The results of the calculations are illustrated in Tables 5 and 6. The calculated values of reorganization energy do not differ significantly from the results obtained earlier for acenes having a similar aromatic skeleton structure [7, 11, 25, 27].

Table 5. Reorganization energy, transfer integral values and charge transfer rate for the naphthalene derivatives for the class 1 obtained with DFT calculations on the B3LYP/6-311++G(d,p) level of theory.

	Reorganization energy for hole transport, Er	Charge transfer integral, Jij	Charge transfer rate, Kij+
Derivative	(eV)	(eV)	(Hz)
1,5-Nol	(0.31 ± 0.08)	(0.67 ± 0.34)	(6.9 ± 5.2) ×·10^14
1,7-Nol	(0.17 ± 0.04)	(0.45 ± 0.21)	(1.5 ± 1.1) ×·10^15
2,6-Nol	(0.40 ± 0.10)	(0.51 ± 0.26)	(1.8 ± 1.4) ×·10^14
2,7-Nol	(0.29 ± 0.07)	(0.18 ± 0.09)	(5.4 ± 4.1) ×·10^13

Table 6. Reorganization energy, transfer integral values and charge transfer rate for the naphthalene derivatives for the class 2 obtained with DFT calculations on the B3LYP/6-311++G(d,p) level of theory.
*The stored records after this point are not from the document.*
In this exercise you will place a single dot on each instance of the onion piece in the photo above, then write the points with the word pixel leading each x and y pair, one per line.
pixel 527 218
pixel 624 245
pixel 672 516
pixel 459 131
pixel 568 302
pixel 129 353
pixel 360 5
	Reorganization energy for hole transport, Er	Charge transfer integral, Jij	Charge transfer rate, Kij+
Derivative	(eV)	(eV)	(Hz)
4Cl-1Nol	(0.33 ± 0.08)	(0.62 ± 0.31)	(4.4 ± 3.3)· ×10^14
4Me-1Nol	(0.44 ± 0.11)	(0.71 ± 0.35)	(1.8 ± 1.4) ×·10^14
5A-1Nol	(0.45 ± 0.11)	(0.64 ± 0.32)	(1.2 ± 0.9) ×·10^14
1Ac-Nol	(0.24 ± 0.06)	(0.45 ± 0.23)	(6.9 ± 5.2)·× 10^14

Table 7. Einstein and drift mobility for charge carriers and trap filling coefficient registered for the layers of studied materials from the class 1.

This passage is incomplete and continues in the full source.